Author, playwright, and poet Wole Soyinka has long been forthright about African democracy, especially in his home country Nigeria.
He has spoken up against military juntas and civilian autocrats alike, showcasing the eloquence you’d expect from Africa’s first Nobel laureate in literature, an honour he received in 1986.
While Soyinka (pictured) is often critical of Africa’s leaders, it is in support of strengthening democracy itself.
The 86-year-old—whose first novel in 48 years publishes in September—says that mission is why he is throwing his voice behind Bobi Wine in Uganda, whose opposition challenge against the 34-year rule of President Yoweri Museveni, 76, will yield one of the most closely watched elections on the continent. Ugandans go to the polls on January 14.
Robert Kyagulanyi, aka Bobi Wine, is the Ugandan pop star turned elected Member of Parliament who is now a thorn in Museveni’s side as the leader of an opposition challenge buoyed by millions of young Ugandans.
“Bobi Wine, for me right now, represents the face of democracy for Uganda,” says Soyinka, speaking from Lagos.

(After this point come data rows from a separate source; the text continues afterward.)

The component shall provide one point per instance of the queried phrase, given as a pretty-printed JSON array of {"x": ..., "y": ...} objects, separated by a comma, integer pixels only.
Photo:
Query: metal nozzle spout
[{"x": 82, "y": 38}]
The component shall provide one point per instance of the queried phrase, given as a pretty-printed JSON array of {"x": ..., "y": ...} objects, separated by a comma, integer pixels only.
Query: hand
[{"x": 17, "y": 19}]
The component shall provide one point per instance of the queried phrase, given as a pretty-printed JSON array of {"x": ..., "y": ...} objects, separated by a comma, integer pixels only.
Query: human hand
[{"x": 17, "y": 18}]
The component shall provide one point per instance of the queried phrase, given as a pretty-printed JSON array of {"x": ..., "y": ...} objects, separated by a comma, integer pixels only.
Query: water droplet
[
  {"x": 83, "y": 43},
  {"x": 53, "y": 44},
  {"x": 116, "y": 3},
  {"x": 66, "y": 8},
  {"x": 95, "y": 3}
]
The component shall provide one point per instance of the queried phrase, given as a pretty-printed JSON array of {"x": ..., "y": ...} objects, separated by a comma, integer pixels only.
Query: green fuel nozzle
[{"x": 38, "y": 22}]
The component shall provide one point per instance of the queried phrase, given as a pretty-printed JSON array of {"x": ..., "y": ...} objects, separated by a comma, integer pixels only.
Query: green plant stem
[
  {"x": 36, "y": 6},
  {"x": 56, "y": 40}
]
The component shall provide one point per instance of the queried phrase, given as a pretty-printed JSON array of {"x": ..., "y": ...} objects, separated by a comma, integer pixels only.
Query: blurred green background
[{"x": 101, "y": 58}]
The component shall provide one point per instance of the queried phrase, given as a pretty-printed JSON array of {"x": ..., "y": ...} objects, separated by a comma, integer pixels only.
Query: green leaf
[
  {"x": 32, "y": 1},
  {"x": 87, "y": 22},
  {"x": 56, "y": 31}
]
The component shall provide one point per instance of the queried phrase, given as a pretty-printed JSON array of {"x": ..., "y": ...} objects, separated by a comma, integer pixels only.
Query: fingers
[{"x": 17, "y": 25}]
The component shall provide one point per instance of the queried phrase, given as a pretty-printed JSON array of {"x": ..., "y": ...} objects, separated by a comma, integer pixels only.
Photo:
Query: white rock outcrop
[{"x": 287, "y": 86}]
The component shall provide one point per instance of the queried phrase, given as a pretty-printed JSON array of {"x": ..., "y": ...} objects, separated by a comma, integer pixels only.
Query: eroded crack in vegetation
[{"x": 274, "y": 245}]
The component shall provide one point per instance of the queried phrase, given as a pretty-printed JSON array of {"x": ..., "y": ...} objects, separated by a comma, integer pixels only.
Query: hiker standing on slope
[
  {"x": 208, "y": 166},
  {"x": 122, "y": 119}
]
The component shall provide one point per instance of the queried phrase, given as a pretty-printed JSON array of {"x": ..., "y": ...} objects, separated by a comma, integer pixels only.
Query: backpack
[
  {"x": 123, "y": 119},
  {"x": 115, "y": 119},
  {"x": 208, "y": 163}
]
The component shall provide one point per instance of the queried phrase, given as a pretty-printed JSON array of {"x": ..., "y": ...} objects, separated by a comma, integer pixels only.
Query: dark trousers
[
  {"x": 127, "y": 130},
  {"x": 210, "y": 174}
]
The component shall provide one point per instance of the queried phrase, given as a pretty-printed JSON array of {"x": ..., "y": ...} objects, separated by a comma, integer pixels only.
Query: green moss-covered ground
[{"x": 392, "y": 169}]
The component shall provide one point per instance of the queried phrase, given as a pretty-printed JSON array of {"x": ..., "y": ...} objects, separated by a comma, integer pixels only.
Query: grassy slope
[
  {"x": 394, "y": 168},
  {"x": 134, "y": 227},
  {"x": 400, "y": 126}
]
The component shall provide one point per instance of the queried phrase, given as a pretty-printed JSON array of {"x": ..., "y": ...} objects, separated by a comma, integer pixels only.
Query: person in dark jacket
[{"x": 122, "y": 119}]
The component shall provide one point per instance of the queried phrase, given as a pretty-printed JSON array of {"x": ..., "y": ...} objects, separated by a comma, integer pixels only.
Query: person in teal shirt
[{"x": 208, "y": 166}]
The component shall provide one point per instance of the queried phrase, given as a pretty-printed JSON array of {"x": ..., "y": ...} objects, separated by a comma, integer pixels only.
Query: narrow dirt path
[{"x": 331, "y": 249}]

Perhaps the surest sign Bobi Wine may be a credible threat to Museveni’s rule is how brutally the administration has dealt with the 38-year-old politician and his supporters.
In November, more than 50 people were killed after opposition supporters protested the arrest of Bobi Wine and another opposition leader.
Soyinka says he has been watching Bobi Wine, whom he met in Nigeria in October 2019, for a while now.
“Even before [we met], I had taken an interest in his movement, his candidature, and his passion.
And I share it; I share every bit of it,” he says. Despite being an octogenarian himself, the professor says he is “fed up” with Africa’s leadership of “sick old men.”
Museveni, who is Africa’s third longest ruling leader, has claimed victory in five elections since 1996. It is estimated that some 80 per cent of Uganda’s population of 43 million was born after he first came to power in 1986.
Soyinka’s history with Uganda dates back to the 1970s, when he joined protests against the tyrannical rule of then President Idi Amin.
Indeed, Museveni first came to prominence also by opposing Amin’s rule, but as a young, military rebel leader (Reuters).